The dirt in our garden is amazing: black, moist, deep. The old 1800s-era Jessaman homesite is nearby – in fact, our garden borders the old cellar hole and wraps around the now-filled-in well hole. We imagine that where we now grow our sustenance, the Jessaman’s, too, raised their crops, or perhaps their animals. It’s the best explanation we have for this extraordinary pocket of fertile soil.
This spring, I’ve expanded the garden by a few additional beds with the goal of growing more potatoes. The chosen area served as the “landing zone” for our cabin construction last year, and has spent recent seasons covered with brambles, wild strawberry, and virgin’s bower. Despite this, the weeding was fairly easy, a testament to the dirt beneath.

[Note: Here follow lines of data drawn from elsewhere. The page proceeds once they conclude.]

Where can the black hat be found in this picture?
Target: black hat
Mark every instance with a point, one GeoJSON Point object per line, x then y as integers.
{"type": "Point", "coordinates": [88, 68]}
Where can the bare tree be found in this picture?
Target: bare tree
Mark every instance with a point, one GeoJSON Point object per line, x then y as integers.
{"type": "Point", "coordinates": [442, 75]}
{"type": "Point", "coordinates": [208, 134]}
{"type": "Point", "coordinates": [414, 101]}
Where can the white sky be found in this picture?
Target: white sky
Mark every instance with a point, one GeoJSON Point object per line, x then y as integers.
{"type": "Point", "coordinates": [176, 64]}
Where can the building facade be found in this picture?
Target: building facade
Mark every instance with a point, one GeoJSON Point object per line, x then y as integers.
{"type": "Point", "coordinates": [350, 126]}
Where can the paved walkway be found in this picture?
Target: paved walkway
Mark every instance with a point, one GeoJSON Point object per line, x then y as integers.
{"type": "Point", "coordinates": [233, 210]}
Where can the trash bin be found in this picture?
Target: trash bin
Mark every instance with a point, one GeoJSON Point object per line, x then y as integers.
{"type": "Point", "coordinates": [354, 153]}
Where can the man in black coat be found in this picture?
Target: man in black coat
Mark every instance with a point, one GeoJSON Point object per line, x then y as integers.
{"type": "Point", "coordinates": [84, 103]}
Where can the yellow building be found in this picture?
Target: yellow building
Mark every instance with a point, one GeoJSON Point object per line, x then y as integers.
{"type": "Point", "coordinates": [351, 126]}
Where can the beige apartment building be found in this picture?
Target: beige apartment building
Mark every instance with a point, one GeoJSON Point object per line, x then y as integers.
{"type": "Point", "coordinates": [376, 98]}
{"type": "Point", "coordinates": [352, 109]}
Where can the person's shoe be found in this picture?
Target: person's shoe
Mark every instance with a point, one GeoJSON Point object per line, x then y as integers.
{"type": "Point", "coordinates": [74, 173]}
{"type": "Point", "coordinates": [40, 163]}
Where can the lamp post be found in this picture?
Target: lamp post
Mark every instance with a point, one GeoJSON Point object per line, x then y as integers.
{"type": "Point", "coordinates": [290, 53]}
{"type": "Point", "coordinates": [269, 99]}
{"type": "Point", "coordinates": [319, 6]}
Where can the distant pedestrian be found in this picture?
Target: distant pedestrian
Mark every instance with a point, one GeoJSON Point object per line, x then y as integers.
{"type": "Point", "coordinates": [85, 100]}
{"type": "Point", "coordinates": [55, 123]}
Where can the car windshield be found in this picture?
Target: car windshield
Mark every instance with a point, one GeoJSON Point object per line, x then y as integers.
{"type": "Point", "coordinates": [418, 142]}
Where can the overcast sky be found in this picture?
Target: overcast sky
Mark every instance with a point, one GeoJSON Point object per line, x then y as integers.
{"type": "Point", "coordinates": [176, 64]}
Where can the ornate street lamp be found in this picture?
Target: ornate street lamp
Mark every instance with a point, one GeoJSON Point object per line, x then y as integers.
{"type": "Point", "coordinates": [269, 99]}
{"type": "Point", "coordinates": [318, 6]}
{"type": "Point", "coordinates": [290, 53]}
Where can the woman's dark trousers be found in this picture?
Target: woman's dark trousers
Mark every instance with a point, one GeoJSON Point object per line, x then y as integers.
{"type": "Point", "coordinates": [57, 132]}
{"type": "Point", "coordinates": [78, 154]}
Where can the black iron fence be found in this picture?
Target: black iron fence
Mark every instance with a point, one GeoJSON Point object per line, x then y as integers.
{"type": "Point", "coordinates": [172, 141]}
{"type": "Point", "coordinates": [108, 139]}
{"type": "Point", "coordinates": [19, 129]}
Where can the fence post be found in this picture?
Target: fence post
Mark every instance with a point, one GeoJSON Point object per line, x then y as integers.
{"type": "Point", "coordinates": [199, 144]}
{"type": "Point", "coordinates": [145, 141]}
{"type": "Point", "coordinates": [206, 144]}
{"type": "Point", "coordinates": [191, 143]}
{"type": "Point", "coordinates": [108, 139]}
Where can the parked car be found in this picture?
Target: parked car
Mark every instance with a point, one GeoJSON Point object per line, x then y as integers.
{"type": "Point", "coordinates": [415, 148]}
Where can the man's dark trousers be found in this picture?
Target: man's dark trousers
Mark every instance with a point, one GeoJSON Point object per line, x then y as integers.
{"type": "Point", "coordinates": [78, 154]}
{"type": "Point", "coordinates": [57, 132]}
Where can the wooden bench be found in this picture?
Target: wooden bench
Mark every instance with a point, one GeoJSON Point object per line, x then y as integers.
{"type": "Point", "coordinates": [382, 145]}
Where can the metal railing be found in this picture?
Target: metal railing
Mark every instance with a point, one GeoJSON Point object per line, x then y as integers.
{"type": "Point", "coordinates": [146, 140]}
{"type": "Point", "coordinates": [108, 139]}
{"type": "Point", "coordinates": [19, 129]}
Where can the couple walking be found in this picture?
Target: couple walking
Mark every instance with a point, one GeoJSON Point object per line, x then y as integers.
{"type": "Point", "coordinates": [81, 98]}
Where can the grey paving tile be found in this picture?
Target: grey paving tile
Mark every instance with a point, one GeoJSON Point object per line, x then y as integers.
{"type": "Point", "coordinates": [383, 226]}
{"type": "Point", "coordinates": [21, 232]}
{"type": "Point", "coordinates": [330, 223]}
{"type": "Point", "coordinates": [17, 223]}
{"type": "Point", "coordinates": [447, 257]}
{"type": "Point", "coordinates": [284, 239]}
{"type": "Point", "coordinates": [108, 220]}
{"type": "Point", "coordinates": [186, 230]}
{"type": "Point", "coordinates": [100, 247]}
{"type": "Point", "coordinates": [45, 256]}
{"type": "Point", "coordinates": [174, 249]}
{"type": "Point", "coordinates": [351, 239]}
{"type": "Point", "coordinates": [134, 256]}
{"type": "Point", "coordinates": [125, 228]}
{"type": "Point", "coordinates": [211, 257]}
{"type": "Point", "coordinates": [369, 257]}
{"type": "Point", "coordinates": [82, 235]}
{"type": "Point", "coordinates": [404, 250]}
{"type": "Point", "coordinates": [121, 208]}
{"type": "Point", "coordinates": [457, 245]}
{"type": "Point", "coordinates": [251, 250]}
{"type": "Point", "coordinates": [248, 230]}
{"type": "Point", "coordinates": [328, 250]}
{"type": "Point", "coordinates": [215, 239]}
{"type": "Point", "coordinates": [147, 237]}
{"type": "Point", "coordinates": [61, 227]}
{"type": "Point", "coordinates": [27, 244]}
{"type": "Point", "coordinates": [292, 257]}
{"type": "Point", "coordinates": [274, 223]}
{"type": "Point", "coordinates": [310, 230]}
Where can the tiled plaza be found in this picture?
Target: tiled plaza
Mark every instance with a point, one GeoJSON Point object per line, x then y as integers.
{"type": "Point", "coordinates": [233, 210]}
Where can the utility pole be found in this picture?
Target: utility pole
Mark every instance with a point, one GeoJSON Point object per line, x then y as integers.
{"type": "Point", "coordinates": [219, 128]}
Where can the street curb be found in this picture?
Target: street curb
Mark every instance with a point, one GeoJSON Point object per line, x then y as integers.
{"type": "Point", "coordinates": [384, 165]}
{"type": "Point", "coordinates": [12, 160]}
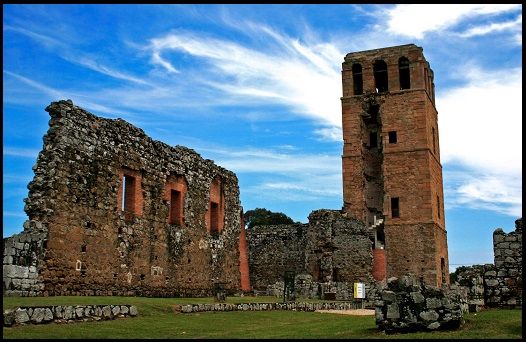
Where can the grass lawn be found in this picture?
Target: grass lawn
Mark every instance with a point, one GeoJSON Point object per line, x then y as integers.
{"type": "Point", "coordinates": [157, 319]}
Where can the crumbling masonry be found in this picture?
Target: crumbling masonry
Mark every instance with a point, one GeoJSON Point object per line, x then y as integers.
{"type": "Point", "coordinates": [113, 212]}
{"type": "Point", "coordinates": [392, 177]}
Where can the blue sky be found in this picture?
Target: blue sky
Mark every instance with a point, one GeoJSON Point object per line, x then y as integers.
{"type": "Point", "coordinates": [257, 89]}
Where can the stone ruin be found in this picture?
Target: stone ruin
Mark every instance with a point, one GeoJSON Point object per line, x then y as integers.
{"type": "Point", "coordinates": [498, 284]}
{"type": "Point", "coordinates": [114, 212]}
{"type": "Point", "coordinates": [408, 305]}
{"type": "Point", "coordinates": [328, 255]}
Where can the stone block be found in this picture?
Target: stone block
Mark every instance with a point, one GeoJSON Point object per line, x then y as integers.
{"type": "Point", "coordinates": [393, 311]}
{"type": "Point", "coordinates": [21, 315]}
{"type": "Point", "coordinates": [429, 315]}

I graciously accepted this good fortune. Garden fork in hand, and bucket of weeds by my side, I was pleased to be running my fingers through dirt – and no bugs yet to buzz about my head! With a steady breeze and clouds racing overhead, it was with much contentment that my fingers searched out the roots that my eyes couldn’t see. The weeds seemed to give way willingly to this new growing space. Potatoes will do well here with ample depth to plunge their tubers. I’m hopeful – this will be an important winter crop.
As I go along, I pull out pebbles occasionally, but only one large stone. Time and time again, however, my hands pry free the remnants of bricks. As late afternoon turns to early evening and my work for the day is nearing completion, a collection of the ruddy-colored artifacts is stacked to one side. The sight of them calls up something nostalgic in me, broken bits suggesting a history that is largely lost.
As I methodically weed my way to an additional garden bed, my hands are engaged in the work of the present while my mind flits over designs and dreams for the future. Imagining plans for the season, the year, the decade…my hands grasp another brick, and re-focus my thoughts from the future to the present, and from the present to the past. Which dreams were these bricks a part of? How were they buried in this rich, dark dirt, the legacy of an unknown history from which we now benefit?

The reality of time’s passage is easy to witness with a glance about me – the old cellar beginning to fall in, the overgrown well filled with rocks, the wall of the old saw mill balancing delicately along the river bank, the scars from a logging operation prior to our moving onto the land, the clearing where we once lived in the yurt. As my fingers stumble upon another brick, I see Ryan and I in a chain of history, of dreams, of sweat – and perhaps, of potatoes – unfolding within this nook of a landscape.